Slideshow: How the process works
Curator, Laura Foster, and executive director, Ed Lavarnway, believe that these computerized castings are the best reproductions ever made. Lavarnway explained, “With the Bronzes, there’s a wide array in the marketplace of quality.”
While Remington was alive he supervised the production of the bronzes, and if he didn’t think one was good enough he wouldn’t let it go to the market, said Lavarnway.

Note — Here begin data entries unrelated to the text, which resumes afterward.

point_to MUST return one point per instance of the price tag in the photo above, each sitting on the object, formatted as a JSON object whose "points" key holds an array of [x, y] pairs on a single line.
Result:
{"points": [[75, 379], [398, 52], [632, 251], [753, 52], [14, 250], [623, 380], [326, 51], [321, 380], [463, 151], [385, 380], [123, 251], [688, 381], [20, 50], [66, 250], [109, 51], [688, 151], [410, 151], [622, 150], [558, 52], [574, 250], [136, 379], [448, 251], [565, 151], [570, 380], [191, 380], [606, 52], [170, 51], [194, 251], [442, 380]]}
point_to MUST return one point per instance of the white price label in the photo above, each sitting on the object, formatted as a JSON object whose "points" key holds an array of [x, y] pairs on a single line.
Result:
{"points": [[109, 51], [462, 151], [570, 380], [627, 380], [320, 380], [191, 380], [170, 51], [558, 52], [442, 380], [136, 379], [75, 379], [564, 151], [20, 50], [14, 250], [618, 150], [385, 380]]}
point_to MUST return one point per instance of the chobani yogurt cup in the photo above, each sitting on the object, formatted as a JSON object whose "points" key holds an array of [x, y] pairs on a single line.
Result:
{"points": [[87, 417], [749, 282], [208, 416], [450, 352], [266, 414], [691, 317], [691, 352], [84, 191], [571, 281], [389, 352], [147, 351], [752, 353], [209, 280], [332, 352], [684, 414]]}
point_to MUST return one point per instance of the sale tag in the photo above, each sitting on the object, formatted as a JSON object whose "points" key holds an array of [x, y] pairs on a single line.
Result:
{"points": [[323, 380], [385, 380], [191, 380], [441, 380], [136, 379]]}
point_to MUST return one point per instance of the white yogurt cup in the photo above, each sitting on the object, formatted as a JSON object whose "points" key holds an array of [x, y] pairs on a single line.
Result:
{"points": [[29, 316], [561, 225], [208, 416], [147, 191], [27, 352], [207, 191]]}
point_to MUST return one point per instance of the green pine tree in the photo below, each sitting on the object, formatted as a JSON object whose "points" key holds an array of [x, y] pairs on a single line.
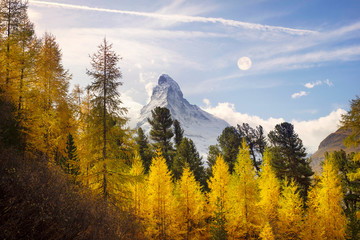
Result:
{"points": [[161, 132], [187, 154], [290, 157], [143, 147], [179, 133]]}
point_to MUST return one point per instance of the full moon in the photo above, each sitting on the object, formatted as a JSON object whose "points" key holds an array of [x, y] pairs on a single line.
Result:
{"points": [[244, 63]]}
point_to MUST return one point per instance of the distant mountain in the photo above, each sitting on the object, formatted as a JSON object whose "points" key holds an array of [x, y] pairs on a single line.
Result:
{"points": [[200, 126], [333, 142]]}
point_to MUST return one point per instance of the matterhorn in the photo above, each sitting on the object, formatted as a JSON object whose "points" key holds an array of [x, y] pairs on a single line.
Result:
{"points": [[200, 126]]}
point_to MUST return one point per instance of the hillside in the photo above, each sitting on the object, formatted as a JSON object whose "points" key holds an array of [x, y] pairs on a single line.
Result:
{"points": [[333, 142]]}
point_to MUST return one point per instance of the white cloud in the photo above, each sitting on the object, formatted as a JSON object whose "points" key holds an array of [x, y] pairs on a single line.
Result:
{"points": [[329, 83], [227, 112], [313, 84], [311, 132], [310, 59], [207, 102], [182, 18], [299, 94]]}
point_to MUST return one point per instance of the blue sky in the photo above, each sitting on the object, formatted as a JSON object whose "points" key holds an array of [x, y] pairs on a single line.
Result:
{"points": [[305, 54]]}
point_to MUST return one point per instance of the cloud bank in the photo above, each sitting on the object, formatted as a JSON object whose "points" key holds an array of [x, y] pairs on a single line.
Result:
{"points": [[311, 132]]}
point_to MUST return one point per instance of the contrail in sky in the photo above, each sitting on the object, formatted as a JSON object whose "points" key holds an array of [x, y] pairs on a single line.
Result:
{"points": [[182, 18]]}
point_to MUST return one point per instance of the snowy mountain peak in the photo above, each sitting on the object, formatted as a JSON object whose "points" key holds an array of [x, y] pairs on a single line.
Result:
{"points": [[202, 127], [166, 87]]}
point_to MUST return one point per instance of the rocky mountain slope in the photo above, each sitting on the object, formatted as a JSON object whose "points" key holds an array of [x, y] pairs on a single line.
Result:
{"points": [[333, 142], [200, 126]]}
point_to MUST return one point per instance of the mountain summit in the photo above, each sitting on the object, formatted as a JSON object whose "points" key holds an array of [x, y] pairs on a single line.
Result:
{"points": [[200, 126]]}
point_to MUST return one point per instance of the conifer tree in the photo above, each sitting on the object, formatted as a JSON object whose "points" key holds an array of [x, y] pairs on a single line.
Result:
{"points": [[243, 220], [161, 218], [290, 156], [255, 139], [179, 133], [70, 162], [229, 143], [143, 148], [269, 190], [161, 132], [329, 199], [290, 224], [109, 138], [218, 185], [191, 206], [49, 122], [12, 13], [351, 189], [312, 228], [138, 188]]}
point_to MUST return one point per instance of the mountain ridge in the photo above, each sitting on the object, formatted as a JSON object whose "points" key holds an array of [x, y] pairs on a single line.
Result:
{"points": [[333, 142]]}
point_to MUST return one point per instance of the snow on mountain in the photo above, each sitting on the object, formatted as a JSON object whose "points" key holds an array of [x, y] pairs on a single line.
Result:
{"points": [[200, 126]]}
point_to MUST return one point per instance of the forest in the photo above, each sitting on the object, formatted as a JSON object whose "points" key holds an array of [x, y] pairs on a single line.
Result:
{"points": [[71, 168]]}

However, after Remington died the quality diminished, and as a result many poor bronzes came to market, he said.
“This technology produces a copy, that’s almost indistinguishable from the original,” Lavarnway stated, “unless you know where to look.”
Foster explained the reproduction process, that uses a Konica Minolta laser camera attached to a laptop. “The laser scanned every detail of the surface of our Bronco Buster cast made in 1896,” she said. “The data gather every detail of form and texture to create a data file that was fed into a stereo lithography machine to make three-dimensional prints in plastic.”
It is then sent to a foundry, she said, which ”uses state-of-the-art lost-wax bronze casting technique, which is science and art and manufacture all rolled up together. ”
“I visit the foundry, which is in Chester, Pennsylvania during the wax stage… I photograph and make notes, and give them very detailed instructions on each, basically hollow cast,” explained Foster, “it’s a red wax they look kind of like red licorice Easter bunnies.” Foster then leaves the foundry to come back at a later date.
The foundry casts the waxes in bronzes, which takes a while, and then gets the new bronzes cleaned up for Foster’s return.
“I go in again with a sharpie, and I mark and draw on any place that looks like it needs a little smoothing or a little fix or maybe this isn’t right and I take pictures and once again give them detailed notes.They perfect the form and do the final step, which is to add the patina,“ she said.
There were more Bronco Busters made, over 340, than any other Remington sculpture. “To many people this is Frederic Remington, The Bronco Buster.” There are many reproductions in the market with varying quality, but these new reproductions are as close to Bronco Buster number 23 as science and art can make,” Ed Lavarnway said.
There are two originals at the museum, number 23 and number 275, and number 275 is not as crisp and basically as good as number 23, he said. Market value on 275 is around $85,000 dollars, where number 23 is worth as much as $2.4 million dollars.
“We’ve produced something for a Remington buff that is as much like as this very expensive piece, and are selling them for $8000 dollars,” Lavernway said. Bronco Buster is the most iconic Remington bronze and the museum’s best seller, followed by Rattlesnake and Mountain Man.